While Ophelia is the symbolic figure of female powerlessness and psychological self destruction, floating lifelessly in plastic waste, with E: The Woman of the Future is a changeable cyborg icon optimized to the point of facelessness. Both are the victims of patriarchal power structures.
Whether it is the cyclically blossoming and withering body in The Seasons or the shiny chrome, digitally mutilated Mortification sculptures, Claudia Hart condenses beauty and transience into melancholy images that provocatively juxtapose slick consumer aesthetics with flawed bodies. In so doing, she shows technology as both limiting and liberating female identity.

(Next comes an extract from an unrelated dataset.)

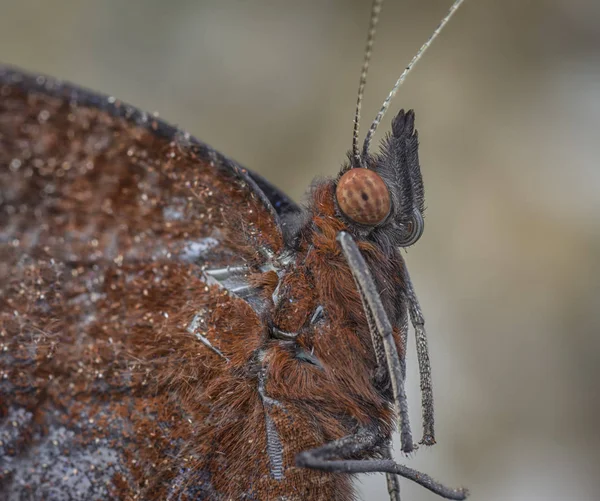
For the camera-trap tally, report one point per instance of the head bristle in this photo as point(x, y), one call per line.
point(403, 76)
point(375, 10)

My small figurines ‐ The Mortications 01 and 02 ‐ were originally 2007 Rapid prototype 3D printed sculptures made from ABS plastic, using a figure that I modeled using Maya 3D animation software. I later adapted it in 2018 by using the fantasy "Kryptonite" process developed in collaboration with designer Benjamin Stagle, in which a plastic model was dipped in nickel chrome, then lacquered, stained, and placed on a cast rubber pedestal produced specifically for the piece. Our title and intentions were ironic, as they were neither archival nor endowed with any metaphysical magic like the original Kryptonite was in the Superman 1938 comics series.